Visa pour l'Image : hommage à Stanley Greene, photographe de guerre engagé

Par @Culturebox
Mis à jour le 13/09/2017 à 18H38, publié le 13/09/2017 à 18H37
Centre-ville, Grozny, Tchétchénie avril 2001 (détail)

Centre-ville, Grozny, Tchétchénie avril 2001 (détail)

© Stanley Greene / NOOR

A Perpignan, l'édition 2017 de Visa pour l'Image rend un hommage sous forme d'exposition à l'Américain Stanley Greene, un reporter de guerre récemment décédé.
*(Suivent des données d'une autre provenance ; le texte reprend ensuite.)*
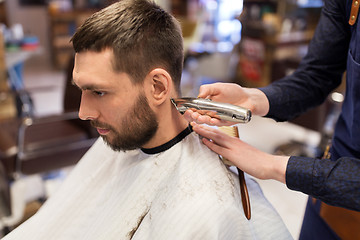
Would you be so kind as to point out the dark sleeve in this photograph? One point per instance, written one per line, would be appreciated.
(334, 182)
(319, 72)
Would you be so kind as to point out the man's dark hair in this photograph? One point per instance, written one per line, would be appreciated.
(141, 34)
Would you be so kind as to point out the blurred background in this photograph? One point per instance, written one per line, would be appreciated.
(249, 42)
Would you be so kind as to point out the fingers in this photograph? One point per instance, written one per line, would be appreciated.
(215, 135)
(206, 91)
(195, 116)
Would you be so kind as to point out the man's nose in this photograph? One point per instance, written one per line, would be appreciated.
(87, 110)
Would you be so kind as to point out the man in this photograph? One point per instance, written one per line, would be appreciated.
(152, 178)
Alors que nombre de photographes travaillant sur les conflits évitent de s'impliquer à titre personnel, Greene, ancien membre des Black Panther et militant anti guerre au Vietnam a choisi de s'engager.
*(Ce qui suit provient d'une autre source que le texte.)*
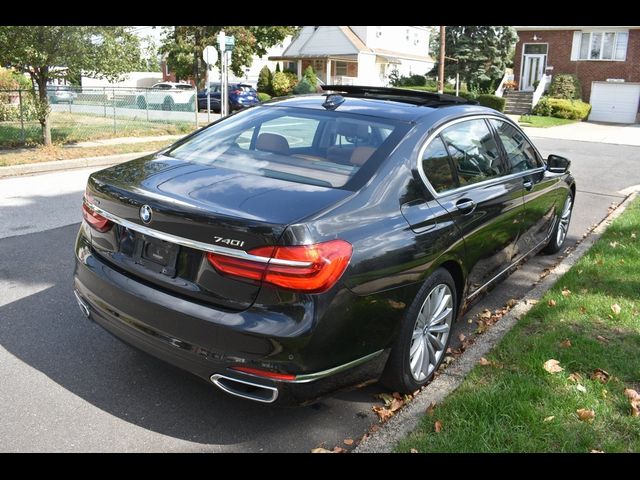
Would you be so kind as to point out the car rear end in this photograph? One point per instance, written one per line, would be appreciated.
(201, 258)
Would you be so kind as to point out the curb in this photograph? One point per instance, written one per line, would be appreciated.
(408, 418)
(30, 168)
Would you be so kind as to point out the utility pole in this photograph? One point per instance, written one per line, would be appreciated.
(441, 70)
Stanley Greene, ancien des Black Panthers dans les années soixante et activiste contre la guerre du Vietnam, n'a pas commencé comme reporter de guerre. Il fut même un temps spécialisé dans les portraits de groupes de musique rock et dans les défilés de mode. Mais c'est son travail sur les scènes de guerre qui l'ont rendu célèbre et en particulier les terribles images noir et blanc ou couleurs de sa couverture du conflit en Tchétchénie. "Plaie à vif : Tchétchénie 1994-2003 " (avec André Glucksmann et Christian Caujolle) reste son livre le plus célèbre. 
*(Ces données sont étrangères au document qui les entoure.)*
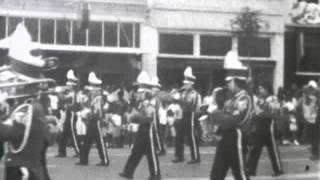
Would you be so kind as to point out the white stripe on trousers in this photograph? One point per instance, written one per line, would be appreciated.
(156, 131)
(193, 137)
(25, 173)
(73, 132)
(102, 143)
(274, 145)
(240, 155)
(153, 153)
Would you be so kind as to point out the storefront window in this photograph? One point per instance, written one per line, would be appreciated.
(79, 36)
(67, 32)
(310, 58)
(254, 47)
(47, 31)
(33, 27)
(2, 27)
(126, 35)
(137, 35)
(13, 22)
(110, 33)
(63, 32)
(95, 34)
(176, 43)
(215, 45)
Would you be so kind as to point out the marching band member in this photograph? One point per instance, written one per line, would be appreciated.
(4, 112)
(94, 120)
(310, 109)
(71, 107)
(145, 141)
(159, 128)
(26, 130)
(190, 102)
(174, 112)
(231, 120)
(265, 108)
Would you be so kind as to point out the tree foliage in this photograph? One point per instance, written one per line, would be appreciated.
(248, 22)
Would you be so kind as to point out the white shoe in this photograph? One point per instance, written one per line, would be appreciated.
(295, 142)
(286, 142)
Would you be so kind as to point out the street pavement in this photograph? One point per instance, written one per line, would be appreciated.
(296, 164)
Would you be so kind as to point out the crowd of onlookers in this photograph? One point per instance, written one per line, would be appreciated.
(291, 126)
Reportage : France 3 Pays Catalan A. Cheron / F. Savineau / V. Portela-Rosa
Fondateur de l'agence de photo Noor, Stanley Greene est mort en mai 2017 d'une maladie dont il souffrait depuis de longs mois. Il est connu pour avoir été été le premier reporter de guerre noir. Il avait reçu cinq fois le World Press ainsi que le prestigieux prix W. Eugene Smith, du nom du photographe qui le fit démarrer dans la profession.